One path toward progress is the relatively recent rejection of child welfare and a renewed urgency toward “family wellbeing.” In a family wellbeing model, the key systemic actors focus their work on families through proactive, prevention focused supports. In a child welfare model, the work focuses on children separate from their families with the use of reactive, intervention focused supports. This shift to the family wellbeing lens has created many opportunities for our sector to progress, including:

  1. A more robust understanding of the trauma caused by separating children from their family, even when abuse or neglect is present. In reaction to this, there has also been an outright rejection of poverty as equivalent to neglect.
  1. Ongoing investments made in maltreatment prevention programs. Ranging from concrete services (think beds, food, clothing, etc.) to parental skill building to counseling to substance use treatment. The suite of maltreatment prevention programs has grown, is growing, and continues to become more evidence informed.
  1. An emphasis on placing children with their extended families or close friends when out-of-home placement must occur. Even with the best prevention services in the world, there will always be times when children cannot safely reside in their home of origin. Texas has recently made remarkable strides in not only placing more children needing out-of-home placement with kinship families, but also increasing the support needed for these families to thrive.
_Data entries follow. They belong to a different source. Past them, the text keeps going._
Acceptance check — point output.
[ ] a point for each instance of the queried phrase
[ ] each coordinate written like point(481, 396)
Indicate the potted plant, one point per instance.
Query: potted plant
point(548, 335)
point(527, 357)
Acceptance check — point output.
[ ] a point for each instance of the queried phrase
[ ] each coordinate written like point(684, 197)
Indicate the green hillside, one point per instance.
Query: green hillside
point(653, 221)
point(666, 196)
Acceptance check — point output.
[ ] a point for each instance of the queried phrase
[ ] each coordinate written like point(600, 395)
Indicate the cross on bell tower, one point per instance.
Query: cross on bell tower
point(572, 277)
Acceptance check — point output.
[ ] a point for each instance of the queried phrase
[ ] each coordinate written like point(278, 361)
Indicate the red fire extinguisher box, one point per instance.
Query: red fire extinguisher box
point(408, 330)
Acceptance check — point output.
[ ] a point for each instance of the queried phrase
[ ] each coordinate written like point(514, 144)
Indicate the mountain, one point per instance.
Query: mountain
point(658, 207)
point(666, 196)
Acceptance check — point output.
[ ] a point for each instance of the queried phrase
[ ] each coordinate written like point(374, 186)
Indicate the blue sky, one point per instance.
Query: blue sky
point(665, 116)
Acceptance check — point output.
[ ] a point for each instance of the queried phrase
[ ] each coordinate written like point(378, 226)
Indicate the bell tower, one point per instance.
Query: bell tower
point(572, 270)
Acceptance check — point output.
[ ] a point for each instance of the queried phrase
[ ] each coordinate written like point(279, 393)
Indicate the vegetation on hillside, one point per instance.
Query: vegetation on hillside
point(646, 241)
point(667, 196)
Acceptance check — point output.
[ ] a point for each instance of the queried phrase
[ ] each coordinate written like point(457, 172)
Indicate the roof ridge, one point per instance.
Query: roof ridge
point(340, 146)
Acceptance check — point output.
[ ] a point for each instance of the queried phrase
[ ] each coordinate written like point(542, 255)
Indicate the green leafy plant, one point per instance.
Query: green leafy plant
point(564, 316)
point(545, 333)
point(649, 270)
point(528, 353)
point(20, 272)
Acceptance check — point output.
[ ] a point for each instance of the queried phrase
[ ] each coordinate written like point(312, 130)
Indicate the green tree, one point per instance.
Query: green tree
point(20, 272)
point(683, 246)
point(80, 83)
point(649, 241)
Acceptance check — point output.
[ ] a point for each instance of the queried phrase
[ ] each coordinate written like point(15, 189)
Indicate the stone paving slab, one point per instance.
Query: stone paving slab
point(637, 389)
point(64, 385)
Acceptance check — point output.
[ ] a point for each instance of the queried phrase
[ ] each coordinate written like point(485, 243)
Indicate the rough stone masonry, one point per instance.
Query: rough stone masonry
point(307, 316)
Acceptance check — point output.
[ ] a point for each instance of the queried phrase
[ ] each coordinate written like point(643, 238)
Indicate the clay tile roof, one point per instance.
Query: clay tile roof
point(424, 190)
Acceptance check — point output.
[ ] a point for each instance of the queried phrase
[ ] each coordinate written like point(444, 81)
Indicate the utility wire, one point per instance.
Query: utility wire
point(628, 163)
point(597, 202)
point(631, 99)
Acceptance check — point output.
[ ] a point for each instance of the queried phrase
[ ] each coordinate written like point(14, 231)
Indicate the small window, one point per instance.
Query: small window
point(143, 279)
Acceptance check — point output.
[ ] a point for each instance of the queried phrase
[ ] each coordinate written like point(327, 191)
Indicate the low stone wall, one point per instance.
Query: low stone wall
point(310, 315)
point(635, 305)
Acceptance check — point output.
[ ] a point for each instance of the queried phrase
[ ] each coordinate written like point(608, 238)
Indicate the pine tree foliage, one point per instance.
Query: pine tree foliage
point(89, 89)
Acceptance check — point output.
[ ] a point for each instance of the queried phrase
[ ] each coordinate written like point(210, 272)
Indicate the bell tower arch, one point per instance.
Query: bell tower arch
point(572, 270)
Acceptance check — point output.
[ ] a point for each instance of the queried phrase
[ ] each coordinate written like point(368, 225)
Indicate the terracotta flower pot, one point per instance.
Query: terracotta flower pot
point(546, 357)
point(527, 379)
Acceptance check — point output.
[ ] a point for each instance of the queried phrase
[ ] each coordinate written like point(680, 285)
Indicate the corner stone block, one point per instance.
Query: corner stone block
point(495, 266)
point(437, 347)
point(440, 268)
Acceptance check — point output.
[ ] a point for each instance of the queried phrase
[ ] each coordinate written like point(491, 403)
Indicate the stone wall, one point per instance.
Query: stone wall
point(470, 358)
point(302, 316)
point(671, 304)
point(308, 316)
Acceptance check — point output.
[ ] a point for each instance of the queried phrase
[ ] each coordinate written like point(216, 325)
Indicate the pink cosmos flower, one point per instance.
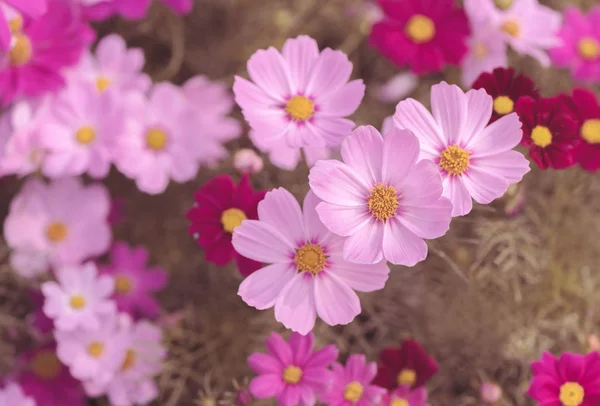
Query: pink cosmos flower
point(300, 95)
point(135, 281)
point(64, 220)
point(80, 299)
point(580, 48)
point(476, 160)
point(33, 65)
point(308, 275)
point(381, 198)
point(351, 384)
point(292, 372)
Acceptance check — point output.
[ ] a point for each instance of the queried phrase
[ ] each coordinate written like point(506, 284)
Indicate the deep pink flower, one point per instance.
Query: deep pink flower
point(424, 34)
point(220, 206)
point(292, 372)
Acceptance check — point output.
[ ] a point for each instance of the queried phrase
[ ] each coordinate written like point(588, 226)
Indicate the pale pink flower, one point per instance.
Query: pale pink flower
point(308, 275)
point(475, 159)
point(80, 298)
point(381, 198)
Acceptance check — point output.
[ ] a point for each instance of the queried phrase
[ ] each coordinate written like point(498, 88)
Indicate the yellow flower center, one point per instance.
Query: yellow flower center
point(455, 160)
point(21, 51)
point(383, 202)
point(588, 48)
point(310, 258)
point(420, 29)
point(46, 365)
point(232, 218)
point(503, 105)
point(292, 374)
point(57, 231)
point(353, 392)
point(300, 108)
point(571, 394)
point(541, 136)
point(590, 131)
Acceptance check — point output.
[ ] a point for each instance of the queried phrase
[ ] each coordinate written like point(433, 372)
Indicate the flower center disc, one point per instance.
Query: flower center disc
point(420, 29)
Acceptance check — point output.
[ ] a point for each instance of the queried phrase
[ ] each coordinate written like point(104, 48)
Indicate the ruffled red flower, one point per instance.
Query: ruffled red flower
point(424, 34)
point(408, 365)
point(549, 130)
point(219, 207)
point(506, 88)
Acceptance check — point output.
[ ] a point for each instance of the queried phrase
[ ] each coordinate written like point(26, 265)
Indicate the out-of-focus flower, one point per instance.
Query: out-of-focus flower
point(308, 275)
point(292, 372)
point(219, 208)
point(475, 159)
point(423, 34)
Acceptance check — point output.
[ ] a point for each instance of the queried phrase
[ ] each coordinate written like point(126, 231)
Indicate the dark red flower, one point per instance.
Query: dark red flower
point(408, 365)
point(219, 207)
point(425, 34)
point(506, 88)
point(549, 130)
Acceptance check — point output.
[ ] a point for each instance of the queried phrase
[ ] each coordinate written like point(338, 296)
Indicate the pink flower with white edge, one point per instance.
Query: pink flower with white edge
point(79, 299)
point(63, 220)
point(352, 384)
point(300, 95)
point(308, 275)
point(381, 198)
point(291, 371)
point(162, 141)
point(476, 160)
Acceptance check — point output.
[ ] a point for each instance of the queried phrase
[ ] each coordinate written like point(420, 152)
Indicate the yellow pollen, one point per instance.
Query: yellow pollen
point(57, 231)
point(571, 394)
point(420, 29)
point(503, 105)
point(353, 392)
point(156, 139)
point(300, 108)
point(22, 51)
point(541, 136)
point(455, 160)
point(589, 48)
point(590, 131)
point(292, 374)
point(310, 258)
point(232, 218)
point(46, 365)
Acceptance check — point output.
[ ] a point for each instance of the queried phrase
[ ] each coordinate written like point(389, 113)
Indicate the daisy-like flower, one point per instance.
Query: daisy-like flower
point(308, 275)
point(34, 64)
point(408, 366)
point(135, 281)
point(580, 48)
point(475, 159)
point(219, 208)
point(426, 35)
point(300, 95)
point(506, 88)
point(571, 380)
point(64, 220)
point(80, 299)
point(381, 198)
point(292, 372)
point(352, 384)
point(549, 130)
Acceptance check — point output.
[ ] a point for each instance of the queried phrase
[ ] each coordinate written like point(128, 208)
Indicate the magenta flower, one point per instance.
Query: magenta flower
point(308, 275)
point(381, 198)
point(134, 280)
point(352, 384)
point(300, 95)
point(571, 380)
point(476, 160)
point(292, 372)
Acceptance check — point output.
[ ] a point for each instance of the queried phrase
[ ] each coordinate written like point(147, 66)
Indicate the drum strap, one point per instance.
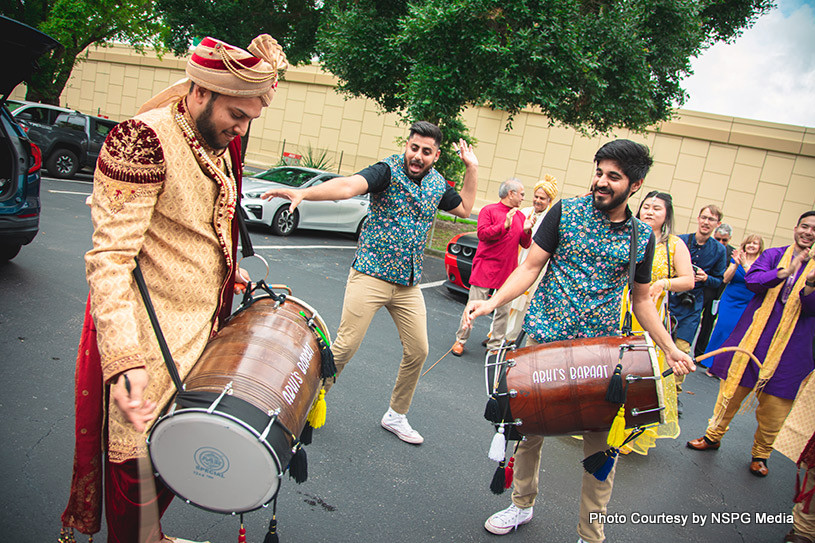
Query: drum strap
point(628, 321)
point(151, 312)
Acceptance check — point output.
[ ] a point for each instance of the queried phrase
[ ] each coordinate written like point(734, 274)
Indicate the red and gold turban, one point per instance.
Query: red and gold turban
point(549, 186)
point(229, 70)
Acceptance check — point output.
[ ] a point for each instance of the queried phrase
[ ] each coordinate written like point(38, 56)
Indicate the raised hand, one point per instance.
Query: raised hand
point(465, 151)
point(294, 196)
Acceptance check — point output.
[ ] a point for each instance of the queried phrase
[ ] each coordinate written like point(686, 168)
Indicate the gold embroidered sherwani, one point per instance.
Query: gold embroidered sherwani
point(155, 196)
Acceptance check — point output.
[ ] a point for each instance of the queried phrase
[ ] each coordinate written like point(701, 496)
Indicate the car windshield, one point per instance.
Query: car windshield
point(293, 177)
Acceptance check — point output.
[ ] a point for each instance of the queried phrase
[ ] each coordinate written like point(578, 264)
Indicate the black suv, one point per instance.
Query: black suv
point(20, 160)
point(72, 143)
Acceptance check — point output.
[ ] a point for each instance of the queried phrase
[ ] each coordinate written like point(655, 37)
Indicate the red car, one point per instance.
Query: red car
point(458, 262)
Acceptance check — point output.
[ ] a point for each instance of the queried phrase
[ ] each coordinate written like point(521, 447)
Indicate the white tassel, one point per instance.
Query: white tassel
point(499, 446)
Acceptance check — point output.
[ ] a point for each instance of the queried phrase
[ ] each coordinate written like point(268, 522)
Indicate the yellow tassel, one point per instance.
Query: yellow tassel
point(616, 435)
point(316, 415)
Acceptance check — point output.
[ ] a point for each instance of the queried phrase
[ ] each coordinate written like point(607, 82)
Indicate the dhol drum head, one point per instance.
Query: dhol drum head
point(221, 460)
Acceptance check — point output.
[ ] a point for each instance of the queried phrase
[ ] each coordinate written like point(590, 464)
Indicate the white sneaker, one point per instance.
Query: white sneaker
point(398, 424)
point(507, 520)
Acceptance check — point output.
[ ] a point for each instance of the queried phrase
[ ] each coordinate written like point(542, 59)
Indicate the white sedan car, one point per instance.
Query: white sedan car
point(334, 215)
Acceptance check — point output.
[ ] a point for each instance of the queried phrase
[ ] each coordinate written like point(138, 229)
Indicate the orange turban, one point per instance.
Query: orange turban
point(229, 70)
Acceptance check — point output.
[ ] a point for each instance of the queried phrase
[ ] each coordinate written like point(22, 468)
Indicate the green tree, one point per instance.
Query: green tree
point(77, 24)
point(590, 64)
point(293, 23)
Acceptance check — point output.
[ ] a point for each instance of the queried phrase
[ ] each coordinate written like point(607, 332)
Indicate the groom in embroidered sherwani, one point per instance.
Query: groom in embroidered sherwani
point(165, 191)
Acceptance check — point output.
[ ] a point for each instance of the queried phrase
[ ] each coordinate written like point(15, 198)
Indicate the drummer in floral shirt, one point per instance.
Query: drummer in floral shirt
point(586, 242)
point(406, 190)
The sector’s shift away from child welfare and toward family wellbeing represents a hopeful path toward progress. It is one that can, and has, energized those providing services as we seek to wrap around vulnerable families, keep families intact, and prevent child maltreatment from ever occurring.

The Road to Regression: Demons, Saviors, Straw Men, and the Overton Window

Child maltreatment has not been immune to noisy arguments devoid of nuance and fact. Were these arguments confined to dark corners of the internet, or locked away in ivory towers, the road to regression wouldn’t hold such a powerful draw.

As it stands today, however, some of the more outlandish claims about the child welfare system have moved from the fringes and become more accepted in legislative, judicial, and academic circles. These claims include foster care systematically abuses and traumatize children, the effects of neglect are not as serious as the effects of abuse, and current responses to child maltreatment are tantamount to genocide and colonialism. 

These claims impact both the children and families who need services and support and the nonprofit organizations who work to serve and support. Children and families often find themselves at the mercy of a system mired in conflicting priorities, perverse incentives, and intellectual exercises played out in policy. Those who have devoted their lives to this work often feel patronized, ignored, or even demonized. To avoid the road to regression, it is critical to realize a few basic truths. 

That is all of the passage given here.